I have provided pseudo-code below, but in essence the genetic algorithm creates a large pool of "Chromosome" objects, then runs many iterations of:
Score each individual chromosome based on how it performs in a 'world.' The world remains static across iterations.
Randomly selects a new population based on their scores calculated in the previous step
Go to step 1 for n iterations
The scoring algorithm (step 1) is the major bottleneck, hence it seemed natural to distribute out the processing of this code.
I have run into a couple of issues I hoped I could get help with:
How can I link the calculated score with the object that was passed to the scoring function by map(), i.e. link each Future holding a score back to a Chromosome? I've done this in a very clunky way by having the calculate_scores() method return the object, but in reality all I need is to send a float back if there is a better way to maintain the link.
The parallel processing of the scoring function is working okay, though takes a long time for map() to iterate through all the objects. However, the subsequent calls to draw_chromosome_from_pool() run very slowly compared to the single-threaded version to the point that I've not yet seen it complete. I have no idea what is causing this as the method always completes quickly in the single-threaded version. Is there some IPC going on to pull the chromosomes back to the local process, even after all the futures have completed? Is the local process de-prioritised in some way?
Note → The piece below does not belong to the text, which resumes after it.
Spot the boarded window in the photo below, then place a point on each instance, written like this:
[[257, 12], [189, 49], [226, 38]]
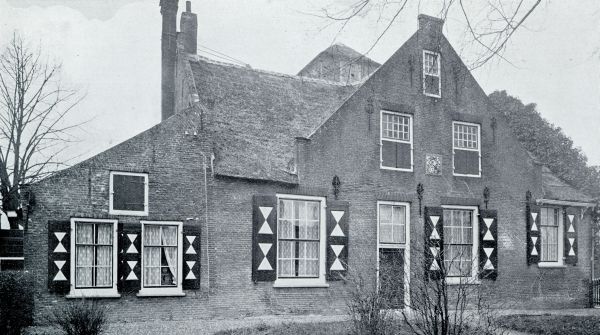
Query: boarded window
[[431, 74], [396, 140], [129, 192], [466, 148]]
I am worried that the overall iterative nature of building/rebuilding the pool each cycle is going to cause an enormous amount of data transmission to the workers. The question at the root of this concern: what and when does Dask actually send data back and forth to the worker pool. i.e. when does Environment() get distributed out vs. Chromosome(), and how/when do results come back? I've read the docs but either haven't found the right detail, or am too stupid to understand.
Idealistically, I think (but open to correction) what I want is a distributed architecture where each worker holds the Environment() data locally on a 'permanent' basis, then Chromosome() instance data is distributed for scoring with little duplicated back/forth of unchanged Chromosome() data between iterations.
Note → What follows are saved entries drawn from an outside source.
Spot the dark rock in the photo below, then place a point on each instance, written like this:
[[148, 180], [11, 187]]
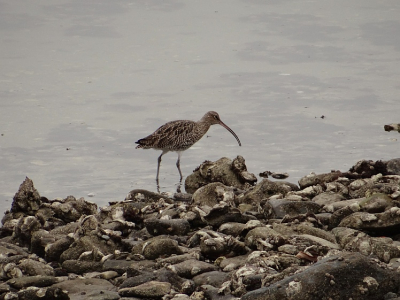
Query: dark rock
[[349, 275], [49, 293], [27, 199], [191, 268], [279, 208], [265, 189], [212, 194], [264, 238], [219, 171], [353, 240], [80, 267], [314, 179], [26, 281], [214, 278], [151, 289], [157, 247], [224, 213], [171, 227]]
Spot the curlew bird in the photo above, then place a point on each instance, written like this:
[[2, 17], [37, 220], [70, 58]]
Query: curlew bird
[[180, 135]]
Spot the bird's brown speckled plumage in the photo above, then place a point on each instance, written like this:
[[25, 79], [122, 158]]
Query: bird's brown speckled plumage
[[180, 135]]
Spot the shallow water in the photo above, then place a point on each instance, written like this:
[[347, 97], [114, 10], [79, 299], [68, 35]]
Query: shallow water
[[81, 82]]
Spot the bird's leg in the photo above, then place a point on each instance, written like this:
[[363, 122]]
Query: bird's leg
[[178, 165], [158, 167]]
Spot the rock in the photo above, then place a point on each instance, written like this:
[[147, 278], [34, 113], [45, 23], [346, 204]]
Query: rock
[[376, 203], [89, 287], [279, 208], [140, 195], [158, 247], [261, 238], [32, 267], [214, 278], [151, 289], [191, 268], [27, 199], [80, 267], [26, 281], [223, 171], [314, 179], [380, 222], [265, 189], [327, 198], [352, 240], [224, 213], [49, 293], [172, 227], [212, 193], [350, 275]]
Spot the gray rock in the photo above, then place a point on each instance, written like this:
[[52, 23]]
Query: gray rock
[[157, 247], [151, 289], [327, 198], [222, 171], [314, 179], [353, 240], [212, 193], [32, 267], [171, 227], [261, 238], [348, 275], [81, 288], [214, 278], [191, 268], [26, 281], [80, 267], [279, 208], [27, 200], [265, 189]]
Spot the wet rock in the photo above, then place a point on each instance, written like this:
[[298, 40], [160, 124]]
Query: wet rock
[[214, 278], [384, 223], [26, 281], [140, 195], [315, 179], [393, 166], [88, 287], [49, 293], [264, 238], [265, 189], [211, 194], [221, 171], [349, 275], [151, 289], [172, 227], [239, 167], [80, 267], [376, 203], [279, 208], [27, 199], [190, 268], [391, 127], [71, 209], [32, 267], [352, 240], [224, 213], [232, 228], [327, 198], [157, 247]]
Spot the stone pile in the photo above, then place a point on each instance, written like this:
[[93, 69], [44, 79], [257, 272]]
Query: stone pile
[[335, 236]]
Very long post, so if you have taken the time to read this, thank you already!
class Chromosome(object): # Small size: several hundred bytes per instance
def get_score():
# Returns a float
def set_score(i):
# Stores a a float
class Environment(object): # Large size: 20-50Mb per instance, but only one instance
def calculate_scores(chromosome):
# Slow calculation using attributes from chromosome and instance data
chromosome.set_score(x)
return chromosome
class Evolver(object):
def draw_chromosome_from_pool(self, max_score):
while True:
individual = np.random.choice(self.chromosome_pool)
selection_chance = np.random.uniform()
if selection_chance < individual.get_score() / max_score:
return individual
def run_evolution()
self.dask_client = Client()
self.chromosome_pool = list()
for i in range(10000):
self.chromosome_pool.append( Chromosome() )
world_data = LoadWorldData() # Returns a pandas Dataframe
self.world = Environment(world_data)
iterations = 1000
for i in range(iterations):
futures = self.dask_client.map(self.world.calculate_scores, self.chromosome_pool)
for future in as_completed(futures):
c = future.result()
highest_score = max(highest_score, c.get_score())
new_pool = set()
while len(new_pool)<self.pool_size:
mother = self.draw_chromosome_from_pool(highest_score)
# do stuff to build a new pool
Yes, each time you call the line
futures = self.dask_client.map(self.world.calculate_scores, self.chromosome_pool)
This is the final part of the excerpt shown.